そこでオススメなのが、購入する物件そのものを担保にお金を借りる方法です。


不動産担保ローンという方法でお金を借りることができるのですが、その担保に購入する賃貸物件を当てるのです。


購入前なのに担保にできるの?


と疑問に思う方もいらっしゃるかもしれませんが、自宅のローンや自動車のローンも、ローン中はローン会社の物(第一抵当権)が付いているはずです。



不動産担保ローン利用事例

実際に不動産担保ローンを活用して不動産賃貸業を始めた事例を見てみましょう。



Oさんの事例(大阪府岸和田市在住)


堺市で収益物件を親戚から譲ってもらえることになり、不動産賃貸業を副業として始めることに。 しかし本業がサラリーマンのため、銀行に相談するも、借入はやはり難しい。 そこで不動産担保ローンで融資を受けることに。

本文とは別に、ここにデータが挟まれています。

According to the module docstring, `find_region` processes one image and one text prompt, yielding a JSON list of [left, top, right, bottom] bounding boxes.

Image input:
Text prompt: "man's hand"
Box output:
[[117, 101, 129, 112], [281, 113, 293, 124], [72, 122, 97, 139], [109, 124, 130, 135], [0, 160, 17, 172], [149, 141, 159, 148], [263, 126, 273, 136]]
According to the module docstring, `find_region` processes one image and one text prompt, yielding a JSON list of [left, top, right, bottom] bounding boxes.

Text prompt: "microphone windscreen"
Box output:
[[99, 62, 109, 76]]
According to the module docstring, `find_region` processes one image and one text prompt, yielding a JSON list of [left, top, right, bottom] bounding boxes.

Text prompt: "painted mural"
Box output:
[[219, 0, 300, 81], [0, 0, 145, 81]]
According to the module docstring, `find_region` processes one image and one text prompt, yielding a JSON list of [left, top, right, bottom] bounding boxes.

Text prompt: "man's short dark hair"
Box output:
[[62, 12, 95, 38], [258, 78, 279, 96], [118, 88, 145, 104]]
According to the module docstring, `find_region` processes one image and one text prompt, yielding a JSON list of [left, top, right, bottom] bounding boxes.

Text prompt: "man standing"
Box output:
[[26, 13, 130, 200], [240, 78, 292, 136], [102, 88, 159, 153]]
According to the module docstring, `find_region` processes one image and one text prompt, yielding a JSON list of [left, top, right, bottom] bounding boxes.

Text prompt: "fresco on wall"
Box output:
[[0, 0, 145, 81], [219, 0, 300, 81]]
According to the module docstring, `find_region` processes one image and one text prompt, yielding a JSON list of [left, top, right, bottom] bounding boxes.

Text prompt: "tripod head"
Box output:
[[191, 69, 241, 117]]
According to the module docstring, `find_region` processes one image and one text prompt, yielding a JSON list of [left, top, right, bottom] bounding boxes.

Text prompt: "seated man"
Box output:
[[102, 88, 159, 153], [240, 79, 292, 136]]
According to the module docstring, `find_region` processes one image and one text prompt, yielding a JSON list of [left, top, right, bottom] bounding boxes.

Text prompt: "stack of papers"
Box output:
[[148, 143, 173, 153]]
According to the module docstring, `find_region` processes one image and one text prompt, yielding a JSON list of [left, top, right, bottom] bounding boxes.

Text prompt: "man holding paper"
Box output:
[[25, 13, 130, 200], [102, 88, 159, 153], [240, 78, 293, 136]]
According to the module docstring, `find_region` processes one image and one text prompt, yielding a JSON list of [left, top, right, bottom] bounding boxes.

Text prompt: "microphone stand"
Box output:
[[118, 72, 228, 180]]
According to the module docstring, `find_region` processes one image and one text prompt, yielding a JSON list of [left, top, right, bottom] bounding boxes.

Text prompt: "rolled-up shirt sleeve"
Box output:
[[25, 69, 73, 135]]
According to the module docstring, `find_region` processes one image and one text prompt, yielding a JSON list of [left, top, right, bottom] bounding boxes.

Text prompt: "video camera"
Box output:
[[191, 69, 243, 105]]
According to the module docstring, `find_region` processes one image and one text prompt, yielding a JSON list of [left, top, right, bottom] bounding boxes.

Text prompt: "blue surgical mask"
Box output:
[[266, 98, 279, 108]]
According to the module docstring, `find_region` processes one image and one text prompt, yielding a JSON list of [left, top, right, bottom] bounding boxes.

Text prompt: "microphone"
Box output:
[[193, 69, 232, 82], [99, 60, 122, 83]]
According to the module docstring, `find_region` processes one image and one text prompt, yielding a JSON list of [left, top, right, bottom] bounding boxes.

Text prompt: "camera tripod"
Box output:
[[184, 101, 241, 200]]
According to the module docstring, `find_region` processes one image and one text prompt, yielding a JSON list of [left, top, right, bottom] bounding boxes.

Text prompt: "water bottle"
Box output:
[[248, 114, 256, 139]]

融資にあたっては、対象の物件が近くに大学がありしっかりとした稼働が見込めることから800万円の融資を受けることができた。


もともと親戚から周辺の相場より安く物件を譲ってもらえることで、利回りも良く、家賃収入でローンの返済も十分行えることから、 金利が少しくらい高くても返済できると判断。


不動産賃貸業として実績を重ねた上で、銀行での借り換えができればと考えている。